A linguagem é o limite do "eu"

 Não sofremos por que a pessoa foi embora, sofremos porque ela nos deixou, ficamos solitários; não choramos a morte das pessoas, choramos nossa própria morte, ficamos vazios - qual o sentido do funeral, a quem ele se destina?

     Se eu não sou nada, os outros ou as coisas são a causa de eu me sentir de determinada maneira - assim pensa o "eu" em sua inconsciência de si. Acenda a luz na escuridão, e então as causas e os motivos não serão mais que símbolos.

   Se tornamos nossos sentimentos pessoais nós os estenderemos para outros "eus". Se só compreendemos o sofrimento a partir da ótica de alguém ou algo que sofre, então alguém ou algo terá de ser o responsável pelo nosso sofrimento. Mas a dualidade é uma ilusão, os budistas, cientistas e alguns grandes pensadores já apontaram para isso, mas parece-me que ainda há muita resistência por parte do pensamento conservador, isso para não dizer ignorância do povo.

    A realidade é uma só. Desperte de seu sonho, sonhe lúcido. A "existência" não é - no momento que entendemos a sequência lógica desta frase - o que pensamos que seja, ela não está separada de nós.

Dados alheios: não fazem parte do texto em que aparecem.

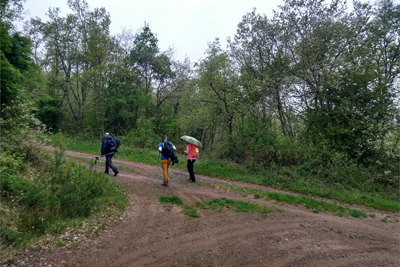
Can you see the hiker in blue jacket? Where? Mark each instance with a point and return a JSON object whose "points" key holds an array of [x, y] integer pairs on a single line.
{"points": [[108, 149]]}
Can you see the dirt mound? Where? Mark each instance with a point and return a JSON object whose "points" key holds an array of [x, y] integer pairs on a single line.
{"points": [[155, 234]]}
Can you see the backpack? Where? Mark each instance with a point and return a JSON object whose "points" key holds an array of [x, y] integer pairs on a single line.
{"points": [[167, 150], [112, 144], [194, 151]]}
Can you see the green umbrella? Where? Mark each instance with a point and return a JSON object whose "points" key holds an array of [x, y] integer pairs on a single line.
{"points": [[191, 140]]}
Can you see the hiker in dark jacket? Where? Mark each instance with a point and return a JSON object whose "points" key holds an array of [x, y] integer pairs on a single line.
{"points": [[165, 162], [108, 149]]}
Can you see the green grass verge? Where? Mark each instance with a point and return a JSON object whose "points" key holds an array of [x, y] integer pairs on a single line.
{"points": [[230, 171], [310, 203], [236, 205], [56, 196]]}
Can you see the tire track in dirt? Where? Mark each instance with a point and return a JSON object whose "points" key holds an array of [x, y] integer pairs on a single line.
{"points": [[155, 234]]}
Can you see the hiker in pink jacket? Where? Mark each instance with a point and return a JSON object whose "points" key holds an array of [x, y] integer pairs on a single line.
{"points": [[191, 160]]}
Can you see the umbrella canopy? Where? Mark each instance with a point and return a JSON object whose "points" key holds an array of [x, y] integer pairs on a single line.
{"points": [[191, 140]]}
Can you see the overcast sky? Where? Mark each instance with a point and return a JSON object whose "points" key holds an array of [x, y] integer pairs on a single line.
{"points": [[187, 25]]}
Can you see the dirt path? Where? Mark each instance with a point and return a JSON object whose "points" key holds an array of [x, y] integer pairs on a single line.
{"points": [[153, 234]]}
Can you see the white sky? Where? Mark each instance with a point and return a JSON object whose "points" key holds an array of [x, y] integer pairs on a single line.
{"points": [[186, 25]]}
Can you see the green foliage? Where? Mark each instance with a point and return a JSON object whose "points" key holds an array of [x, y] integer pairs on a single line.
{"points": [[143, 136], [50, 114], [49, 202]]}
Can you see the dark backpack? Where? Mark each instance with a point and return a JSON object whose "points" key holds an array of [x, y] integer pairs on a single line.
{"points": [[112, 145], [167, 150]]}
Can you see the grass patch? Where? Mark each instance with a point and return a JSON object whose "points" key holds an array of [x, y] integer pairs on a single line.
{"points": [[173, 199], [236, 205], [315, 205], [187, 210], [48, 200], [190, 211]]}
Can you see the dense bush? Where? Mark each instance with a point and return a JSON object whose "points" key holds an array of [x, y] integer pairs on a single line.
{"points": [[55, 193]]}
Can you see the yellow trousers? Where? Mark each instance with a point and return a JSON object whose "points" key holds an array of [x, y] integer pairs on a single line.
{"points": [[165, 166]]}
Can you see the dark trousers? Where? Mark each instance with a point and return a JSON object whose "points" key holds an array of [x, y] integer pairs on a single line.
{"points": [[109, 164], [190, 169]]}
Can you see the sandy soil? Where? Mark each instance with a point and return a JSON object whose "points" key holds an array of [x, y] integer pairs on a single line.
{"points": [[154, 234]]}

Não há "nós" nenhum.

     Veja isso em si mesmo e perceberá que nunca amamos ou odiamos as coisas em si mesmas, mas sim as sensações que elas nos inspiram. Estamos fechados para o mundo externo porque não há nada externo nem interno. O universo é fechado em si mesmo, não vazio. É a ideia de uma entidade por trás dos processos psicofisiológicos que lança sobre a realidade um véu de ilusão, uma divisão, uma distância que não existe em si. Essa ficção foi necessário um dia, mas está chegando o tempo dessa ilusão desaparecer.

     Nosso pensamento é estruturado por conceitos milenares que formaram uma teia de aranha no reino das ideias em oposição ao devir, à mudança, à morte. As palavras têm caráter "eternizante", foram feitas para descrever, não explicar a realidade; são designações de relações entre as coisas - "coisa" é já uma metáfora.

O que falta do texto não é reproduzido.